Used by Peter Piper Pizza tokens, especially in the Type 1 era. HM identifies a separate minting operation that handled some of the early Peter Piper production runs before later runs moved to RWM.

A Peter Piper token with HM and a Peter Piper token with RWM are catalog-different even if the design is otherwise identical. Mintmark variation alone can create distinct catalog rows.

HH

Another Peter Piper-era mintmark. Shows up less often than RWM or HM, and on a narrower range of pieces. Worth checking for when you're tracking variants in the Peter Piper Type 1 catalog.

OC

Appears on some Chuck E. Cheese tokens. OC pieces are less common than RWM and are a notable variant for completionist collectors.

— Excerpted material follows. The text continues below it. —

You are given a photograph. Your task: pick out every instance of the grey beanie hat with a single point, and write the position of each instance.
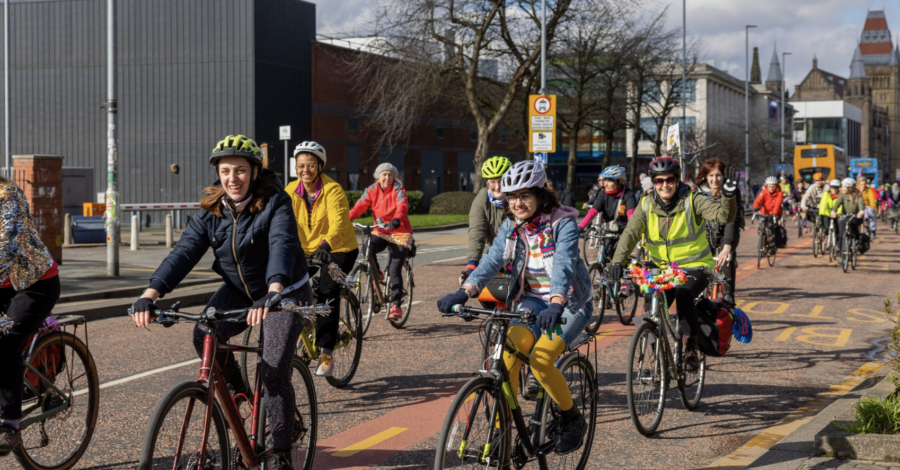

HH (Showbiz Pizza context)

For Showbiz Pizza Place tokens, HH appears on a smaller subset of pieces. It's worth distinguishing from the Peter Piper HH usage; same letters, different mints in different brand contexts.

How mintmarks create variants

A single design can spawn multiple catalog entries based on mintmark presence, mintmark position, or mintmark absence:

  • Same design, different mintmark is a distinct catalog row.
  • Same design, same mintmark, different position (front vs back, top vs bottom) is also a distinct row in many cases.
  • Same design, mintmark absent is yet another row. Some early-run pieces were struck before the mint added its mark, or with the mark suppressed for the issuing operator.

The cectoken catalog encodes these distinctions in the catalog code. Two tokens with codes like 101B and 101B (variant) might differ only in mintmark presence.

A common variant trap: the "RWM under E"

Showbiz Pizza Type 2 reverses include a small "Play Value" text. Some catalog variants have the RWM mintmark positioned under the E in "Value"; others have it elsewhere. These are different catalog entries with different rarity ratings, and the only way to distinguish them is by looking closely at the reverse.

This kind of micro-positioning trap is common across the catalog. When two listings look identical at first glance, check the mintmark position before assuming they're the same piece.

What mintmarks don't tell you

A mintmark identifies the manufacturer, not:

  • The year struck. Roger Williams Mint produced tokens from the 1970s to the present; "RWM" on a token narrows nothing about vintage by itself.
  • The original issuing location. The brand on the front of the token tells you where it was used. The mintmark only tells you where it was made.

The quick check

When you're looking at a token and trying to read its mintmark:

  1. Use angled light. Mintmarks are typically struck shallow. They show up best when light hits the token at an angle rather than head-on.
  2. Check both sides. Mintmarks are not always on the obverse.
  3. Check the base of the central design. That's the most common location across the catalog.
  4. Use a loupe or phone macro. Mintmarks can be smaller than the surrounding lettering.
  5. Compare to a known-mintmark example on the relevant catalog item page if you're uncertain.